Being imprisoned in our house for 14 days was a strange experience. There was so much to see and do in Germany, but we couldn’t leave our backyard! Since our unaccompanied baggage wasn’t permitted to be delivered until we were out of quarantine, all we had was 5 suitcases and a Pack & Play. Having played with our minimal selection of toys in the Baltimore hotel, Drew quickly tired of them. He’s an outdoor baby through-and-through, so I walked him in his stroller around the backyard and sat on the porch to watch the Army aviators fly past our house to the nearby airfield. Unfortunately, it wasn’t enough to keep him entertained – he’s incredibly social and loves people – so it was a tough 2 weeks for all of us. He ended up watching an insane amount of Baby Einstein, Barney, and Baby Signing Time, but I have no regrets because we were just trying to survive!
We worked on a few home improvement projects, but honestly, there wasn’t much that needed to be done in our house! Since it was the rainy season, we couldn’t do anything in the yard (like re-seeding) and not having our stuff meant we couldn’t organize and decorate. Instead, our two projects were covering a wardrobe with contact paper and faux shiplap on the living room walls. Time will tell how those projects turned out.
I knew the 2-week quarantine would be tough, but it was worse than I had expected. So much so that I decided to end my temporary leave of absence from my job early and return to work while still quarantined. At least I’d have something to do and a way to help the hours fly by, plus I’d be able to earn money again, which is always nice 😉 I think I’ve mentioned it on here before, but I LOVE my job and working in Human Resources. I’m so grateful to keep doing what I love from halfway around the world despite a 9-hour time difference from my supervisor/company. Many military spouses at overseas assignments aren’t able to find employment or legally cannot work due to SOFA issues (for example, Italy!) The ones who are lucky enough to find work usually work outside of their career field. But thanks to my awesome remote job, I can keep working in my career field doing the same thing I was doing before we moved. It’s sadly not the norm in military life, but I wish it were!

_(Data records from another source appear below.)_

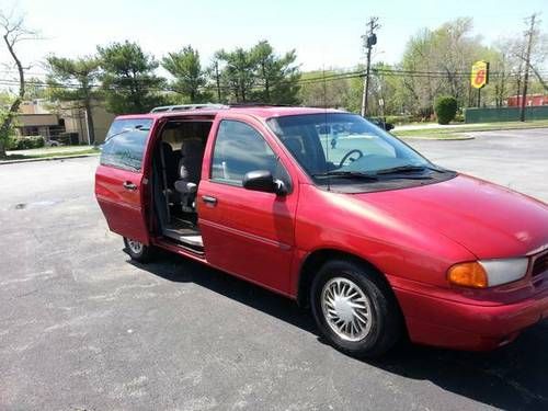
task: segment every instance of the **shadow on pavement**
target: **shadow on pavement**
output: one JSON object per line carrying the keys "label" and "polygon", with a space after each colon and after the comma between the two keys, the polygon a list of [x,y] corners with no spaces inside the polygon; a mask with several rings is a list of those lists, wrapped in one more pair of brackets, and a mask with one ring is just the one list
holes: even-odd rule
{"label": "shadow on pavement", "polygon": [[[136,264],[173,282],[192,282],[269,316],[317,334],[311,316],[282,296],[199,263],[162,253]],[[319,342],[324,343],[321,338]],[[312,347],[311,347],[312,349]],[[505,410],[548,410],[548,321],[490,353],[467,353],[401,344],[367,364],[406,378],[431,381],[446,391]]]}

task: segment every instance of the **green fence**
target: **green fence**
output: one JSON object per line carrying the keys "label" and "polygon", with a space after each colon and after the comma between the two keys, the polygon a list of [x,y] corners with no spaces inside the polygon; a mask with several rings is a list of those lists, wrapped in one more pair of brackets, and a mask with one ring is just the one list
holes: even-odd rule
{"label": "green fence", "polygon": [[[525,119],[548,119],[548,105],[525,107]],[[517,121],[520,107],[465,109],[465,123]]]}

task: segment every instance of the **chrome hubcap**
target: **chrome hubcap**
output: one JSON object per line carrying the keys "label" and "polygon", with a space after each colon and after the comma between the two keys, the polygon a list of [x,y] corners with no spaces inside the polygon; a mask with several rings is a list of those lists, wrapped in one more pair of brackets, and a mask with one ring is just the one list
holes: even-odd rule
{"label": "chrome hubcap", "polygon": [[134,254],[140,254],[142,251],[142,243],[137,240],[127,239],[127,247]]}
{"label": "chrome hubcap", "polygon": [[331,278],[321,292],[321,309],[327,323],[346,341],[363,340],[372,329],[369,299],[352,281]]}

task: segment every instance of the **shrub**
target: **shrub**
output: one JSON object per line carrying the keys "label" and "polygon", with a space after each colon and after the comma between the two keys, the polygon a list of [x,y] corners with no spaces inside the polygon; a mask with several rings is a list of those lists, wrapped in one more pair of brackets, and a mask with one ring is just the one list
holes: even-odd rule
{"label": "shrub", "polygon": [[457,114],[457,99],[450,95],[443,95],[436,100],[434,110],[437,116],[438,124],[449,124]]}
{"label": "shrub", "polygon": [[41,148],[45,146],[44,137],[42,136],[23,136],[13,137],[8,141],[10,150],[27,150],[31,148]]}

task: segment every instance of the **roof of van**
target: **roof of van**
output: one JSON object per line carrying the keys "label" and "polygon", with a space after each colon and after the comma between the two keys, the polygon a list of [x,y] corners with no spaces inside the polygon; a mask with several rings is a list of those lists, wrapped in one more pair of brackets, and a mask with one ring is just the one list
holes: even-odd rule
{"label": "roof of van", "polygon": [[181,117],[205,115],[215,116],[217,113],[233,113],[233,114],[248,114],[258,118],[279,117],[284,115],[298,115],[298,114],[323,114],[323,113],[344,113],[334,109],[317,109],[317,107],[299,107],[299,106],[269,106],[269,105],[250,105],[250,106],[226,106],[222,109],[197,109],[197,110],[183,110],[170,111],[158,113],[145,114],[126,114],[119,115],[116,118],[164,118],[164,117]]}

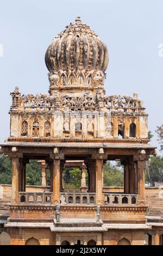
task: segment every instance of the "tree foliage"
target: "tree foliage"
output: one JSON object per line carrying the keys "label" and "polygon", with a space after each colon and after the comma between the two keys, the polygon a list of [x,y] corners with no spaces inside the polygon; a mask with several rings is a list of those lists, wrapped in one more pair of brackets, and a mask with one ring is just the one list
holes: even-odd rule
{"label": "tree foliage", "polygon": [[146,182],[154,186],[155,182],[163,181],[163,157],[151,156],[146,164]]}
{"label": "tree foliage", "polygon": [[157,141],[161,145],[160,151],[161,151],[163,150],[163,124],[160,126],[157,126],[155,132],[158,137]]}
{"label": "tree foliage", "polygon": [[[68,170],[67,169],[68,169]],[[68,175],[67,175],[67,172],[68,172]],[[80,188],[81,170],[79,168],[73,168],[65,169],[64,172],[64,178],[65,188],[79,189]],[[88,174],[87,172],[86,172],[86,185],[87,186],[88,185]]]}

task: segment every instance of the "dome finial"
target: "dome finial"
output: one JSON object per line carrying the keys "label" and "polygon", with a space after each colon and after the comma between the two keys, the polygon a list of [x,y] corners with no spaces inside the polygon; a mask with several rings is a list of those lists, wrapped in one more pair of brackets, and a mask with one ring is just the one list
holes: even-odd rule
{"label": "dome finial", "polygon": [[79,24],[79,23],[82,23],[82,21],[81,21],[81,19],[80,19],[80,16],[78,15],[76,17],[76,24]]}

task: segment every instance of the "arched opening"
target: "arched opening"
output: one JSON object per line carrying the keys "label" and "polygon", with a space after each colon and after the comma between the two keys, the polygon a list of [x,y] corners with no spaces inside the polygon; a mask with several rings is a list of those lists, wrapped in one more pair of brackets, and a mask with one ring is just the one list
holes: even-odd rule
{"label": "arched opening", "polygon": [[124,197],[122,200],[122,204],[128,204],[128,198],[126,197]]}
{"label": "arched opening", "polygon": [[82,137],[82,124],[81,123],[78,122],[76,124],[75,137],[77,138]]}
{"label": "arched opening", "polygon": [[2,232],[0,235],[0,245],[10,245],[10,236],[7,232]]}
{"label": "arched opening", "polygon": [[80,240],[78,240],[76,241],[76,242],[74,243],[74,245],[82,245],[82,243]]}
{"label": "arched opening", "polygon": [[80,197],[76,197],[76,204],[80,204]]}
{"label": "arched opening", "polygon": [[93,138],[94,137],[94,125],[92,123],[89,123],[87,125],[87,137],[89,138]]}
{"label": "arched opening", "polygon": [[91,240],[89,241],[87,243],[87,245],[96,245],[96,242],[95,240],[91,239]]}
{"label": "arched opening", "polygon": [[124,125],[123,123],[118,124],[118,139],[123,139],[124,134]]}
{"label": "arched opening", "polygon": [[112,123],[111,123],[111,125],[110,125],[110,135],[111,135],[111,136],[113,136],[113,124]]}
{"label": "arched opening", "polygon": [[60,245],[70,245],[70,242],[67,240],[63,241]]}
{"label": "arched opening", "polygon": [[37,239],[31,237],[26,241],[25,245],[40,245],[40,243]]}
{"label": "arched opening", "polygon": [[28,123],[27,121],[23,121],[22,123],[22,136],[27,136],[28,135]]}
{"label": "arched opening", "polygon": [[63,126],[64,137],[70,137],[70,123],[65,122]]}
{"label": "arched opening", "polygon": [[35,121],[33,124],[33,136],[39,136],[39,123],[37,121]]}
{"label": "arched opening", "polygon": [[26,197],[24,197],[24,196],[21,196],[21,202],[23,203],[24,202],[26,202]]}
{"label": "arched opening", "polygon": [[38,196],[37,197],[37,203],[42,203],[42,197],[41,196]]}
{"label": "arched opening", "polygon": [[87,203],[87,197],[83,197],[83,204],[86,204]]}
{"label": "arched opening", "polygon": [[95,204],[95,198],[94,197],[90,197],[90,204]]}
{"label": "arched opening", "polygon": [[44,124],[44,136],[50,137],[51,131],[51,125],[50,122],[47,121]]}
{"label": "arched opening", "polygon": [[131,198],[131,204],[136,204],[136,198],[135,197],[133,197]]}
{"label": "arched opening", "polygon": [[112,202],[113,204],[118,204],[118,198],[117,197],[114,197],[114,201]]}
{"label": "arched opening", "polygon": [[129,240],[124,237],[118,241],[117,245],[131,245],[131,243]]}
{"label": "arched opening", "polygon": [[73,197],[68,197],[68,204],[72,204],[73,203]]}
{"label": "arched opening", "polygon": [[29,203],[33,203],[34,202],[34,197],[33,196],[30,196],[28,198]]}
{"label": "arched opening", "polygon": [[163,245],[163,234],[160,235],[160,245]]}
{"label": "arched opening", "polygon": [[152,235],[148,234],[148,245],[152,245]]}
{"label": "arched opening", "polygon": [[136,126],[134,123],[132,123],[130,125],[130,137],[135,138],[136,137]]}

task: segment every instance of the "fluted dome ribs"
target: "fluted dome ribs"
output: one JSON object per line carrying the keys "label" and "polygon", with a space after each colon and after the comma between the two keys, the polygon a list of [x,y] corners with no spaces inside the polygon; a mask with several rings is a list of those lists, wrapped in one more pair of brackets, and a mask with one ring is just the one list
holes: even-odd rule
{"label": "fluted dome ribs", "polygon": [[[49,77],[54,74],[59,77],[57,84],[49,80],[52,87],[66,86],[71,81],[74,84],[82,82],[84,86],[88,86],[86,77],[89,78],[87,81],[89,81],[89,86],[96,86],[98,84],[97,81],[93,82],[93,77],[97,76],[98,71],[105,74],[108,61],[106,45],[79,17],[54,39],[45,54]],[[61,76],[65,77],[61,79]],[[69,81],[72,76],[73,78]],[[103,78],[105,76],[101,74],[101,76]]]}

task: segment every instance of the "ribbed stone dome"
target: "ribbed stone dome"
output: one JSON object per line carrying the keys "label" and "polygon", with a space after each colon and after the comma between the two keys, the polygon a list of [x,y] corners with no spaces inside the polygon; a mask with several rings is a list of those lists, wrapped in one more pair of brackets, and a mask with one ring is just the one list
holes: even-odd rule
{"label": "ribbed stone dome", "polygon": [[67,69],[105,71],[108,61],[106,46],[80,17],[54,39],[45,54],[50,72]]}

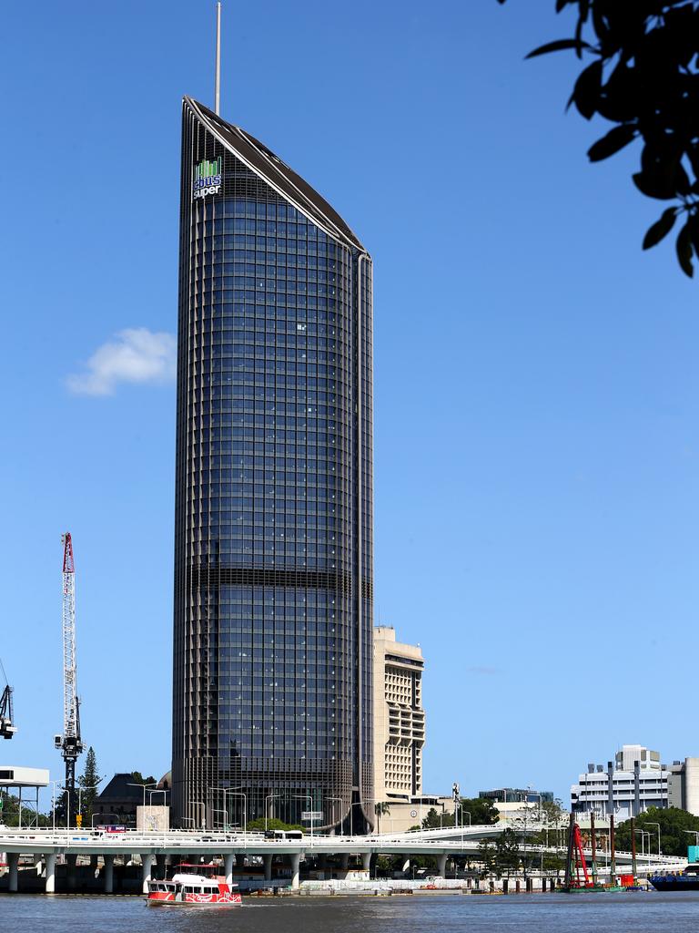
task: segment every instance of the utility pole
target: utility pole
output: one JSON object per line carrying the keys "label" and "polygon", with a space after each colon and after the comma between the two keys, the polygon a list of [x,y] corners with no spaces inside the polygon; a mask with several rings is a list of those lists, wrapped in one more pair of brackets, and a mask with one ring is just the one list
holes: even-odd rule
{"label": "utility pole", "polygon": [[[63,544],[63,734],[54,735],[54,746],[61,750],[65,762],[66,826],[71,825],[71,807],[75,806],[75,761],[83,750],[80,735],[80,701],[77,698],[77,664],[75,661],[75,564],[70,532]],[[71,801],[73,801],[71,803]]]}

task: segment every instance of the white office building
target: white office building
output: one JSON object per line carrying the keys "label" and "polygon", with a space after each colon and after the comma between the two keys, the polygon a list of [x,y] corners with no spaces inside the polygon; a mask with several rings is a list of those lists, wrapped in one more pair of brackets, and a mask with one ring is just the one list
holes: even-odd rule
{"label": "white office building", "polygon": [[570,807],[573,813],[628,819],[649,807],[669,806],[670,780],[670,769],[661,764],[659,752],[623,745],[606,768],[588,764],[570,787]]}

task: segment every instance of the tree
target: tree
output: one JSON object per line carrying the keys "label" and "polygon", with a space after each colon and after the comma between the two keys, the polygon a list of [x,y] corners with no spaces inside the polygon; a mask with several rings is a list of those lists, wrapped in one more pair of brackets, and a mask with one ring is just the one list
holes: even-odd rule
{"label": "tree", "polygon": [[500,833],[496,842],[497,863],[500,870],[514,871],[519,866],[519,839],[514,829]]}
{"label": "tree", "polygon": [[[649,807],[648,810],[636,817],[636,829],[647,829],[651,836],[651,851],[655,852],[657,846],[656,826],[645,826],[646,821],[650,823],[660,823],[660,842],[664,856],[687,856],[687,845],[694,842],[690,833],[685,829],[699,831],[699,816],[680,810],[678,807]],[[636,842],[638,851],[641,849],[640,833],[637,834]],[[653,841],[654,840],[654,841]],[[621,851],[629,852],[631,850],[631,820],[620,823],[614,833],[614,844]]]}
{"label": "tree", "polygon": [[434,807],[431,807],[422,819],[423,829],[439,829],[450,826],[454,826],[454,815],[440,814]]}
{"label": "tree", "polygon": [[377,801],[374,804],[374,813],[377,815],[377,832],[378,832],[378,826],[381,816],[391,815],[391,804],[388,801]]}
{"label": "tree", "polygon": [[271,817],[265,820],[264,816],[249,820],[247,829],[250,832],[264,832],[265,829],[300,829],[302,832],[308,832],[308,828],[305,829],[298,823],[284,823],[281,819]]}
{"label": "tree", "polygon": [[[465,814],[471,815],[472,826],[492,826],[498,822],[498,808],[486,797],[462,797],[459,801],[459,825],[468,824]],[[450,824],[453,826],[453,822]]]}
{"label": "tree", "polygon": [[674,202],[647,230],[643,249],[682,218],[676,252],[692,276],[692,255],[699,258],[699,0],[555,0],[556,13],[570,7],[573,35],[527,57],[568,49],[592,59],[568,103],[585,119],[598,114],[612,124],[588,150],[590,161],[641,140],[636,187],[649,198]]}
{"label": "tree", "polygon": [[102,777],[97,773],[97,756],[92,745],[88,749],[85,756],[85,770],[77,779],[79,787],[85,788],[85,793],[80,794],[82,800],[82,815],[86,823],[92,819],[92,810],[94,809],[97,798],[97,785],[102,781]]}
{"label": "tree", "polygon": [[156,781],[152,774],[149,774],[148,777],[144,777],[140,771],[132,771],[131,777],[134,784],[158,784],[158,781]]}
{"label": "tree", "polygon": [[483,863],[483,874],[492,874],[495,871],[495,863],[498,856],[498,849],[492,840],[482,839],[478,843],[478,859]]}

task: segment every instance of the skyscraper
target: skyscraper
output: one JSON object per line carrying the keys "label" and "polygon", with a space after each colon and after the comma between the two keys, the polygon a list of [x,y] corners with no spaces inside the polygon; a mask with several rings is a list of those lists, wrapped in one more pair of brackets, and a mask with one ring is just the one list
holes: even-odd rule
{"label": "skyscraper", "polygon": [[273,152],[185,97],[179,282],[174,815],[312,811],[361,831],[371,258]]}

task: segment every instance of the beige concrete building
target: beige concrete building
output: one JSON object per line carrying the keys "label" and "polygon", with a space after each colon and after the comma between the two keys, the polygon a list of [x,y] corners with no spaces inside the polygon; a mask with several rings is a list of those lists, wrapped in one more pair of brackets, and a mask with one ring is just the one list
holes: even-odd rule
{"label": "beige concrete building", "polygon": [[411,802],[422,794],[424,659],[395,629],[374,629],[374,788],[379,801]]}

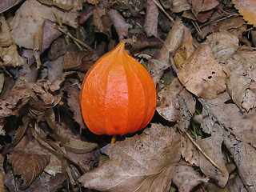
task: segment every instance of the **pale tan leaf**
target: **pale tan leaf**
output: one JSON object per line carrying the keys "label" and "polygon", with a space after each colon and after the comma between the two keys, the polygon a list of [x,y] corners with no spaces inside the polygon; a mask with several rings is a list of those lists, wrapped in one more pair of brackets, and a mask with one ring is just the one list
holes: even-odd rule
{"label": "pale tan leaf", "polygon": [[173,128],[152,124],[140,135],[110,146],[109,159],[83,174],[85,187],[106,191],[168,191],[171,163],[180,159],[180,135]]}
{"label": "pale tan leaf", "polygon": [[0,13],[2,13],[16,6],[22,0],[2,0],[0,1]]}
{"label": "pale tan leaf", "polygon": [[158,37],[158,8],[154,1],[146,1],[146,14],[143,30],[147,37]]}
{"label": "pale tan leaf", "polygon": [[179,192],[190,192],[196,186],[209,181],[208,178],[202,177],[192,166],[186,166],[184,161],[180,161],[178,163],[185,164],[177,166],[174,169],[173,182],[178,186]]}
{"label": "pale tan leaf", "polygon": [[231,68],[227,90],[241,110],[256,106],[256,51],[238,50],[226,62]]}
{"label": "pale tan leaf", "polygon": [[8,156],[8,161],[12,165],[14,174],[22,176],[23,183],[20,187],[24,190],[42,173],[50,162],[50,156],[13,151]]}
{"label": "pale tan leaf", "polygon": [[26,134],[29,122],[30,122],[29,117],[24,116],[22,118],[22,124],[17,130],[14,138],[11,142],[10,146],[14,146],[18,143],[18,142],[21,140],[21,138]]}
{"label": "pale tan leaf", "polygon": [[75,138],[70,138],[67,142],[62,144],[65,149],[74,154],[84,154],[90,152],[98,147],[94,142],[86,142]]}
{"label": "pale tan leaf", "polygon": [[37,0],[26,1],[16,11],[11,23],[11,34],[17,45],[33,49],[34,33],[40,29],[45,20],[56,21],[54,12],[62,19],[62,24],[77,26],[77,11],[62,11],[54,6],[41,4]]}
{"label": "pale tan leaf", "polygon": [[0,56],[3,60],[2,65],[14,67],[23,65],[24,61],[18,53],[17,46],[13,42],[8,24],[3,15],[0,17]]}
{"label": "pale tan leaf", "polygon": [[110,9],[106,14],[114,22],[119,40],[123,40],[125,37],[128,37],[128,29],[131,28],[131,26],[126,22],[120,13],[116,10]]}
{"label": "pale tan leaf", "polygon": [[254,0],[232,0],[232,2],[248,24],[256,27],[256,2]]}
{"label": "pale tan leaf", "polygon": [[160,106],[156,107],[158,114],[169,122],[177,122],[179,118],[178,94],[183,89],[178,78],[158,93]]}
{"label": "pale tan leaf", "polygon": [[256,147],[256,111],[241,113],[239,108],[234,103],[225,103],[231,98],[227,92],[218,95],[215,99],[200,99],[203,107],[210,114],[235,137]]}
{"label": "pale tan leaf", "polygon": [[240,178],[247,190],[256,191],[255,148],[245,142],[238,141],[233,135],[226,137],[224,142],[234,157]]}
{"label": "pale tan leaf", "polygon": [[226,75],[210,47],[200,44],[184,62],[178,77],[185,87],[198,97],[214,98],[226,90]]}
{"label": "pale tan leaf", "polygon": [[66,10],[82,10],[83,0],[38,0],[41,3],[56,6]]}
{"label": "pale tan leaf", "polygon": [[199,165],[199,152],[193,142],[182,134],[181,136],[182,155],[190,164]]}
{"label": "pale tan leaf", "polygon": [[3,15],[0,17],[0,46],[9,46],[13,43],[13,38],[10,35],[10,29],[6,18]]}
{"label": "pale tan leaf", "polygon": [[[214,134],[215,133],[212,133]],[[221,136],[218,135],[221,138]],[[201,137],[197,138],[197,143],[200,146],[205,153],[219,166],[224,170],[224,175],[215,168],[209,162],[205,156],[199,153],[199,166],[202,173],[207,177],[210,177],[217,181],[217,184],[224,187],[229,179],[229,173],[226,168],[225,162],[223,161],[223,156],[222,153],[222,141],[216,141],[214,138],[206,138],[202,139]]]}
{"label": "pale tan leaf", "polygon": [[239,48],[238,38],[226,32],[215,33],[207,36],[205,43],[210,48],[216,61],[221,64],[225,64]]}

Finally, our quarantine ended on October 20. Even Drew was so excited to be where the people are that he woke us up at 0500, ready to start the day! I’ll share our “first” real impressions about Germany in a future post.
Lastly, I recognize the immense privilege we had that the only inconvenience we had during the pandemic was staying in our nice house as we moved to Europe. We are very grateful to have our jobs, our health, etc.